I have been going down the rabbit hole of functional package managers in the last few months and have nuked my system multiple times in the process. I started with NixOS, which I used for about a month until I decided to try out GNU Guix. And now my tower, my home server, and my laptop are running Guix System as their operating system, and guix is the primary package manager I use inside my wsl for work. This tool is excellent and drastically improved my Linux experience. In this blog post, I briefly overview GNU Guix and some of the basic features it provides.

What is GNU Guix?

GNU Guix is often described as an advanced package manager, but it is more of a universal software deployment system. You can imagine it as some deployment toolbox, which allows you to provide software and data like configuration files on your system based on a well-crafted plan. This plan is defined in Guile, a functional programming language based on Scheme. GNU Guix provides a variety of Guile modules, which allow you to define your system with expressive and composable building blocks. For your system configuration, you have access to a complete functional programming language with Guile; this allows you to structure and extend your configurations to support multiple systems of any complexity simultaneously.

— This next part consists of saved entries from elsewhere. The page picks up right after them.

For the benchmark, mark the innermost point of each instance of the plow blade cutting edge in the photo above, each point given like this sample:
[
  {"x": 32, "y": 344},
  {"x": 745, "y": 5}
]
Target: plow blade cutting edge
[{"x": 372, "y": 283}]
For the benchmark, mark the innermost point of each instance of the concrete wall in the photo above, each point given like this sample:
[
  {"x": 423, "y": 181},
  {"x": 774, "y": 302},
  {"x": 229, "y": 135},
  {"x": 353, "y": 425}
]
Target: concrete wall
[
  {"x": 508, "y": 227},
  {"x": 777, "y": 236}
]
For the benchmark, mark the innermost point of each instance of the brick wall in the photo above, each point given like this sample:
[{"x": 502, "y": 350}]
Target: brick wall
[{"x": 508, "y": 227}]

The best way to think about GNU Guix is to see it as a package manager combined with features of Ansible and Docker. So, it allows you to install packages, create development environments, and create and deploy complete systems or clusters of systems.

How does GNU Guix work?

What makes GNU Guix special is the use of a purely functional approach for package management. This means the package build instructions are pure functions without side effects, called derivations. The packages themselves are the values of these functions. Derivations receive the dependencies as inputs. Using the same derivation with the same inputswill create the same packageevery time. If the inputs change (e.g., toolchain update or new library version), the derivations will create a different output value, which means a new package. Every package in GNU Guix is defined this way; this means each change on the system is detected, and everything that depends directly or indirectly on the change will reflect the change with a new package. So each system change is reflected as a unique system configuration.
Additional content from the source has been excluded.